Home


Paper Analysis: Provable Guarantees for Self-Supervised Deep Learning with Spectral Contrastive Loss

\( \def\truedist{{\overline{X}}} \def\allset{{\mathcal{X}}} \def\truesample{{\overline{x}}} \def\augdist{\mathcal{A}} \def\R{\mathbb{R}} \def\normadj{\overline{A}} \def\pca{F^*} \def\bold#1{{\bf #1}} \newcommand{\Pof}[1]{\mathbb{P}\left[{#1}\right]} \newcommand{\Eof}[1]{\mathbb{E}\left[{#1}\right]} \)

9/28/2023


Given a lot of unlabelled data and a little labelled data, our best method of leveraging it is probably contrastive learning. Though we can intuitively explain why it works, its difficult to truly explain its power. The brilliant work of HaoChen et al, 2021 explains how contrastive learning can be explained as implicit spectral clustering. Along the way, they show how to use this insight to improve practice! The original paper has a genuinely beautiful exposition so please defer to them for the full math, setup, and details. This post will serve as a shorter and simplified introduction, touching on some necessary background, aspects I personally find interesting, and further contextualization with respect to the field.

Background

The goal of contrastive learning is to convert inputs without labels into embeddings \(\R^k\) such that similar images have close embeddings and dissimilar images have far embeddings. These embeddings give some "general understanding" of the data distribution, which can be efficiently adapted to downstream tasks (e.g. classification, clustering, similarity search) with little to no data.
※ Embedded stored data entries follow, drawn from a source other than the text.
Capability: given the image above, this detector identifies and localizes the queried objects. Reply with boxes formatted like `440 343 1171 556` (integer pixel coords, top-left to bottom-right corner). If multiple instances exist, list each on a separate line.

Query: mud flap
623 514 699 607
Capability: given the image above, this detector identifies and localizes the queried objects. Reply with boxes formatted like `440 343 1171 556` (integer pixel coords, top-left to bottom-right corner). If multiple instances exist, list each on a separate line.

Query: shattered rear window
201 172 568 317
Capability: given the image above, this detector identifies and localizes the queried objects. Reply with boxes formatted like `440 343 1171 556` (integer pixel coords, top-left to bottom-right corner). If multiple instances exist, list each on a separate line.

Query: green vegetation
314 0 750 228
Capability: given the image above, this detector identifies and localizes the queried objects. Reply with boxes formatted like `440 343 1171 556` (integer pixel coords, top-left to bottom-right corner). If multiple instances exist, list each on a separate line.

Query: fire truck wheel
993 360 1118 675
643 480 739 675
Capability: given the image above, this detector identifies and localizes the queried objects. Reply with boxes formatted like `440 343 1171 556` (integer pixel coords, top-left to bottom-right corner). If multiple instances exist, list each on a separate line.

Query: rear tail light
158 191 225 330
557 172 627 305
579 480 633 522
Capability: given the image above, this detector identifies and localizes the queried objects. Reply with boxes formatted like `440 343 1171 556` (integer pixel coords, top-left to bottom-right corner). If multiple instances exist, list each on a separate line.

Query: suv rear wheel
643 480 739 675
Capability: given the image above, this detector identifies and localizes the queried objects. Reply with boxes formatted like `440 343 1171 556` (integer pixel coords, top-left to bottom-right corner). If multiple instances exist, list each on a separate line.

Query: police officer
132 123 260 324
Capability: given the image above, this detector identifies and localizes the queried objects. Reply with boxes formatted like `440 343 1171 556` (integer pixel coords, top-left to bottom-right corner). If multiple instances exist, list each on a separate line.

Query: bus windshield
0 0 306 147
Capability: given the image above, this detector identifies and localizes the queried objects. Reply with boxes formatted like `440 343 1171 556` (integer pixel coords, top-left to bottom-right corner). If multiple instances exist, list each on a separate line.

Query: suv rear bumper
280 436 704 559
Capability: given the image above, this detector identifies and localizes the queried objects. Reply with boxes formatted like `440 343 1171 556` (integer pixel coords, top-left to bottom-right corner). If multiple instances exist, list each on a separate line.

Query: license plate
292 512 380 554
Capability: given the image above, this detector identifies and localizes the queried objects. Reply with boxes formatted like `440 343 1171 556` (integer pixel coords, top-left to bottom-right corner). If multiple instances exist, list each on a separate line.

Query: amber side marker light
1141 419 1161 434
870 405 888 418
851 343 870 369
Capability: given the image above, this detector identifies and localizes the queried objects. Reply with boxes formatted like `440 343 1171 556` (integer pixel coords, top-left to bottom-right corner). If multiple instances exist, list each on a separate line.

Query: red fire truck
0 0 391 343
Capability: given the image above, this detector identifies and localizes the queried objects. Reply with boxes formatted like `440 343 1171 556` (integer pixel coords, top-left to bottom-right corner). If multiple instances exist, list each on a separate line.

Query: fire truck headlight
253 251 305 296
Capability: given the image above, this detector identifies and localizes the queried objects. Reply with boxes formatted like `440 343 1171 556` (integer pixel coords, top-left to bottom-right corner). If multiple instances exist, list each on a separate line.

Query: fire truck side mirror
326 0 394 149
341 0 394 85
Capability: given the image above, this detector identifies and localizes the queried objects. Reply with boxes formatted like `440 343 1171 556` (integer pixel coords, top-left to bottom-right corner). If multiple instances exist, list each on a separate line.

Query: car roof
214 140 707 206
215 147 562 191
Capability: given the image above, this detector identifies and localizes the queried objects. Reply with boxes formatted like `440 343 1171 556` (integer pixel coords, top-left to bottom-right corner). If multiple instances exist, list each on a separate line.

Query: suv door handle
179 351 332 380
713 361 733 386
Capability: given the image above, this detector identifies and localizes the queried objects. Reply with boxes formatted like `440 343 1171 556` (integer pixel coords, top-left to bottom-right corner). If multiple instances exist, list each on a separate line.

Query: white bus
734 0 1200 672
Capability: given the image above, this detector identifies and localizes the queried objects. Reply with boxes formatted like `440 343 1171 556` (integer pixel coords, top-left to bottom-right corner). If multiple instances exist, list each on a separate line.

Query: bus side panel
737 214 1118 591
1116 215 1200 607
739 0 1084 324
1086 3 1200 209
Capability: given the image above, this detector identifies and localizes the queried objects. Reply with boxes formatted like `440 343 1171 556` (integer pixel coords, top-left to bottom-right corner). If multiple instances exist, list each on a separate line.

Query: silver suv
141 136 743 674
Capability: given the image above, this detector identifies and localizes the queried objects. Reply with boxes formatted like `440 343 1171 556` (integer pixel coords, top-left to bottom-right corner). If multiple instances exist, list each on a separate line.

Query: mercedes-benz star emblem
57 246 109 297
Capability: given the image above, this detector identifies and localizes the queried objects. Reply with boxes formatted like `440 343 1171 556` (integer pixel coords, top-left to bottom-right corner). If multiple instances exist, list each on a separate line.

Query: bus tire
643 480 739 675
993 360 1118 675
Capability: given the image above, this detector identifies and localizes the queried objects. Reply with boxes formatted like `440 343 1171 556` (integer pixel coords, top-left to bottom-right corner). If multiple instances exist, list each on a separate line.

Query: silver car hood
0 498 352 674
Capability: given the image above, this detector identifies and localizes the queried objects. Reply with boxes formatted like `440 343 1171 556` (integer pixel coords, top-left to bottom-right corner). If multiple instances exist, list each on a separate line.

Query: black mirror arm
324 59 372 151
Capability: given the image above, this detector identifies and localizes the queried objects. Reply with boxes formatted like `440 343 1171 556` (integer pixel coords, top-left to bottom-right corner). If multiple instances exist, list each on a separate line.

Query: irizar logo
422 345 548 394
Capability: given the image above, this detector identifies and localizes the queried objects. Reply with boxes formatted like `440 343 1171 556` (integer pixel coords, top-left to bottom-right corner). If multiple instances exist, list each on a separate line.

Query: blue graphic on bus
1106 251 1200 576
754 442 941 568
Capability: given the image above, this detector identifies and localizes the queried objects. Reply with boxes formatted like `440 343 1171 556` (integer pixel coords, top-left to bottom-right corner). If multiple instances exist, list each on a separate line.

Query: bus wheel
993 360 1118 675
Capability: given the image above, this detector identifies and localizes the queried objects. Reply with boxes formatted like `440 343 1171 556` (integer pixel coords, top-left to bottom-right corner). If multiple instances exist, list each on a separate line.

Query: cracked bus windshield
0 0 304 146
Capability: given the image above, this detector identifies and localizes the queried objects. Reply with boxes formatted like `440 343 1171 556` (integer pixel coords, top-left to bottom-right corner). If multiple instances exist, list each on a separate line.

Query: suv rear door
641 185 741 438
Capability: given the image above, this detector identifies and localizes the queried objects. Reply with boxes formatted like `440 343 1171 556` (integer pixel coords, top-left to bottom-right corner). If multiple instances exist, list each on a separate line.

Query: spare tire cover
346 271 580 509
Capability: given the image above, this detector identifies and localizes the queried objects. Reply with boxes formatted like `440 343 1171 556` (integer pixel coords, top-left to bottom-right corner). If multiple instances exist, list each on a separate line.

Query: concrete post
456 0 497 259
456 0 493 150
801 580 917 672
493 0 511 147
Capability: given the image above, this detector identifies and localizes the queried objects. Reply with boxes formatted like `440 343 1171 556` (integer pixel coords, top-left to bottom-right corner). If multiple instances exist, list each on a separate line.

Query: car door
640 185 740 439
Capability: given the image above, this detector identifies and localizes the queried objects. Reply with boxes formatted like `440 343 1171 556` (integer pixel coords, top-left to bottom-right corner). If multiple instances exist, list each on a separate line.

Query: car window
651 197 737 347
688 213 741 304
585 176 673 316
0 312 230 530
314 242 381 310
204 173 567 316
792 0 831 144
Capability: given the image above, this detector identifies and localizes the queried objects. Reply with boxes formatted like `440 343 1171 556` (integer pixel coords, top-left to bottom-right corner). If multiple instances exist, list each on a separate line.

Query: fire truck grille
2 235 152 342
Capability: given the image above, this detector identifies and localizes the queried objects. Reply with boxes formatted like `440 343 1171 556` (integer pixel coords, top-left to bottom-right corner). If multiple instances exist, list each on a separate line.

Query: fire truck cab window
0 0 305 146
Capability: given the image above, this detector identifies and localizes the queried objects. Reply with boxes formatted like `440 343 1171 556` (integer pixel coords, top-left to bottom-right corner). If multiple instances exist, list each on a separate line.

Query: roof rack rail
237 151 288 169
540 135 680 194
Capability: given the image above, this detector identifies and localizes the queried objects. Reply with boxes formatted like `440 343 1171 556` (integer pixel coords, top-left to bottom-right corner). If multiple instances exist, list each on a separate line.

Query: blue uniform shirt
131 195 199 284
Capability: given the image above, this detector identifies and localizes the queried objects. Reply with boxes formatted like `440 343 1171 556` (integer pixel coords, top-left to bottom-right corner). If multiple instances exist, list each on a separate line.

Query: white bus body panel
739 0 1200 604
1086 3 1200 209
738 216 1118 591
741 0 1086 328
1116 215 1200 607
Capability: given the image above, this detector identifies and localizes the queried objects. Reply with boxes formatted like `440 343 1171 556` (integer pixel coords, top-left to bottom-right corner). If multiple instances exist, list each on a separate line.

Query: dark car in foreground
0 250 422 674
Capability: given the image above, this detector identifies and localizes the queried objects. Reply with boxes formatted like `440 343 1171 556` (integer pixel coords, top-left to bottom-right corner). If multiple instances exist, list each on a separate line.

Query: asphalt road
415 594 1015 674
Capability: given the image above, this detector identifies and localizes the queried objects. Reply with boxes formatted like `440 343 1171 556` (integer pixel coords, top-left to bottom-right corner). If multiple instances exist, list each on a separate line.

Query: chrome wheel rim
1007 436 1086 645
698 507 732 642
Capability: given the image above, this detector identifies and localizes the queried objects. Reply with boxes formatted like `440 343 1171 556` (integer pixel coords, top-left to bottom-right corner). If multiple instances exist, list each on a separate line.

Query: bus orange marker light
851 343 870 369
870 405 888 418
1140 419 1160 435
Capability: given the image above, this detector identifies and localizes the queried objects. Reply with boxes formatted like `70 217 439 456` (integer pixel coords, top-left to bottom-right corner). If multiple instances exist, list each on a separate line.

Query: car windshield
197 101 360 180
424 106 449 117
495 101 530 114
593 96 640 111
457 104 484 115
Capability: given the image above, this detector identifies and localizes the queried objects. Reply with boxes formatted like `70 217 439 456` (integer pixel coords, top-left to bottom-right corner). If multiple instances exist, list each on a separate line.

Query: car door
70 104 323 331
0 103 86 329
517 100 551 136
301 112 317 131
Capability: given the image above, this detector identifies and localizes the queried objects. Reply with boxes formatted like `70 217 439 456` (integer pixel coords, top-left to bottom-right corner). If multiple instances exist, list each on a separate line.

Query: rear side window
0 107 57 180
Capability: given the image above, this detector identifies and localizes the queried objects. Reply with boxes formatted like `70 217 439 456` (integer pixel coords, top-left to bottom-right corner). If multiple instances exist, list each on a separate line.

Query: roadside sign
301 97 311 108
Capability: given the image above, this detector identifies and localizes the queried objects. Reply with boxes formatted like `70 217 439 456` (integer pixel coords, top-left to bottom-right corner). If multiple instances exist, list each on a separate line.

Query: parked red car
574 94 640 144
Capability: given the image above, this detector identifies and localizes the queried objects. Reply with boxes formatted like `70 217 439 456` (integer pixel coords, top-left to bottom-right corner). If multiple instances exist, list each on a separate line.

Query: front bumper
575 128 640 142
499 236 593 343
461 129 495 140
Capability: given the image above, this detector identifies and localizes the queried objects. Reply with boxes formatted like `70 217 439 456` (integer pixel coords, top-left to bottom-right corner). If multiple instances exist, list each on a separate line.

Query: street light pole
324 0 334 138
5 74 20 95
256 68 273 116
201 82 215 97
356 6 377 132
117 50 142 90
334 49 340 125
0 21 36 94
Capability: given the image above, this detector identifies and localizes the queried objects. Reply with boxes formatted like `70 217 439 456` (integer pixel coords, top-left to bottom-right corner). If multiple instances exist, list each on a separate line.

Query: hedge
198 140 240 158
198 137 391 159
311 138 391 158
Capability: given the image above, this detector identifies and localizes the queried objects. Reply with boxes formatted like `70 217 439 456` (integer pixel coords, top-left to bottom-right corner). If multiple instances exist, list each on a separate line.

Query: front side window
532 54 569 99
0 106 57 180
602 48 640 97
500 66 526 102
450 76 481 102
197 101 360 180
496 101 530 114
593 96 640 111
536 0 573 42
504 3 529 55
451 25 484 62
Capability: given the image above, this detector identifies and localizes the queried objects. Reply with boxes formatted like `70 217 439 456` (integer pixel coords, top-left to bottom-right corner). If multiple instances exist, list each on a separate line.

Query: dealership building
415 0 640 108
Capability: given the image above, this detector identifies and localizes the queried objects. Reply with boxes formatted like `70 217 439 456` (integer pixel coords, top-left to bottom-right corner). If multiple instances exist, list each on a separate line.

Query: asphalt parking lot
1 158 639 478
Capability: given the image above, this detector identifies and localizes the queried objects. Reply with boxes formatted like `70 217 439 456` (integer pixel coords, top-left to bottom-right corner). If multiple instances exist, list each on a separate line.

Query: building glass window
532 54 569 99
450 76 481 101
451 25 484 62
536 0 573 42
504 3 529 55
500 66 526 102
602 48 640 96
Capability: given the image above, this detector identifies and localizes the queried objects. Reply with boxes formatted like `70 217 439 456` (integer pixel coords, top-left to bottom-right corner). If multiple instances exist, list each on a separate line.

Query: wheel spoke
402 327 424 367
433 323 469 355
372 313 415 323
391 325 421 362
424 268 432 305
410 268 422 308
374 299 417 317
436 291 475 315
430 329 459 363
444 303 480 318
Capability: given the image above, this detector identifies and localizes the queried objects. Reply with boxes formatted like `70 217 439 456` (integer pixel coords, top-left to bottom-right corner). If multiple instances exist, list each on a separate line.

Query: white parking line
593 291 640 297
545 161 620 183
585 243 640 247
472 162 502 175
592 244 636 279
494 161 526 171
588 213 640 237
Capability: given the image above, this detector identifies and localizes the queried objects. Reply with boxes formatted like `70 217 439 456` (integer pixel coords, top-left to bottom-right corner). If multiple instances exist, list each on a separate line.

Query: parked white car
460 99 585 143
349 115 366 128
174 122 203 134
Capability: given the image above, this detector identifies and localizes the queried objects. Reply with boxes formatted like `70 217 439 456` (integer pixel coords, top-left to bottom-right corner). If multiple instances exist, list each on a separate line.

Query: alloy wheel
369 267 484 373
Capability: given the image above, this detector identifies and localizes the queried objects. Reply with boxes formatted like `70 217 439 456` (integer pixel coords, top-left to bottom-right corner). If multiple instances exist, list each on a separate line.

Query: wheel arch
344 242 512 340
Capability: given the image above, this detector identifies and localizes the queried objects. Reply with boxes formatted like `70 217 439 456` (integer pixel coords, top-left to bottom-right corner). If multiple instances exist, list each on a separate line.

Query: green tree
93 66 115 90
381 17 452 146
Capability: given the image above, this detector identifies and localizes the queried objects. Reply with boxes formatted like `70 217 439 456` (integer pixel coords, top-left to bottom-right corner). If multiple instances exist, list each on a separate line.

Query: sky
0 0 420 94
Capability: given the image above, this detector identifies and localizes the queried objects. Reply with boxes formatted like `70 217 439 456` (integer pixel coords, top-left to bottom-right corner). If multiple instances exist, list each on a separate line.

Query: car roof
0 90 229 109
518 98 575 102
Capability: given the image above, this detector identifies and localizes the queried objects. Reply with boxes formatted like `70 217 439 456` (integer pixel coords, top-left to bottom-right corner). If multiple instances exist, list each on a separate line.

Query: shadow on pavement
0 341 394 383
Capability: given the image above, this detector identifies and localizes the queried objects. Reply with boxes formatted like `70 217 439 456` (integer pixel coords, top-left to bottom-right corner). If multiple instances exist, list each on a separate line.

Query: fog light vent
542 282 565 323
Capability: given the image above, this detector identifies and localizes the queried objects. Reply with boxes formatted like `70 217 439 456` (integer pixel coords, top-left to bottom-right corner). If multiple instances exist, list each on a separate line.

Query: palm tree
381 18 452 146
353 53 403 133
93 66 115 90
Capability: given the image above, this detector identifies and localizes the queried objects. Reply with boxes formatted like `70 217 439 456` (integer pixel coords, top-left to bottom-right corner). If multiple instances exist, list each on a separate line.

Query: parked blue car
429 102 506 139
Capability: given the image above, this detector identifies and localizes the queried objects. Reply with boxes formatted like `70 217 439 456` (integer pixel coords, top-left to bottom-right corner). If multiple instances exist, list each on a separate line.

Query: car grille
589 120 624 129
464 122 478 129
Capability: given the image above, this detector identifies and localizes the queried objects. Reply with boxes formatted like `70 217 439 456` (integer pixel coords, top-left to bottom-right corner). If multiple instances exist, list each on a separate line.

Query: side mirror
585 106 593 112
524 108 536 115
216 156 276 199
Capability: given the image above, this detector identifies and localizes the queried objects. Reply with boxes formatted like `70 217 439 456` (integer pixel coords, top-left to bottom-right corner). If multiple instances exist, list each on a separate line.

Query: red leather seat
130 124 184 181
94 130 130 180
Since the images have no labels, it seems pretty hopeless to get any understanding of our data. However, we can get some insight by considering augmentations of images (e.g. jittering the color, rotating the image, randomly cropping, etc). The key observation is that augmentations of the same image should be quite similar, and augmentations of different images should be quite different. Therefore, if we were learning an embedding function \(f\), we could measure whether our embeddings satisfy this property for augmentations of the same image and augmentations of a random pair of images, as stylized in Figure 1. Every time we play this little game, we can keep adjusting our \(f\), which intuitively makes our embeddings better and better.

Figure 1: Self-supervised game for contrastive learning, where models learn that augmentations of the same image should have the same embeddings and augmentations of a random pair should have different embeddings.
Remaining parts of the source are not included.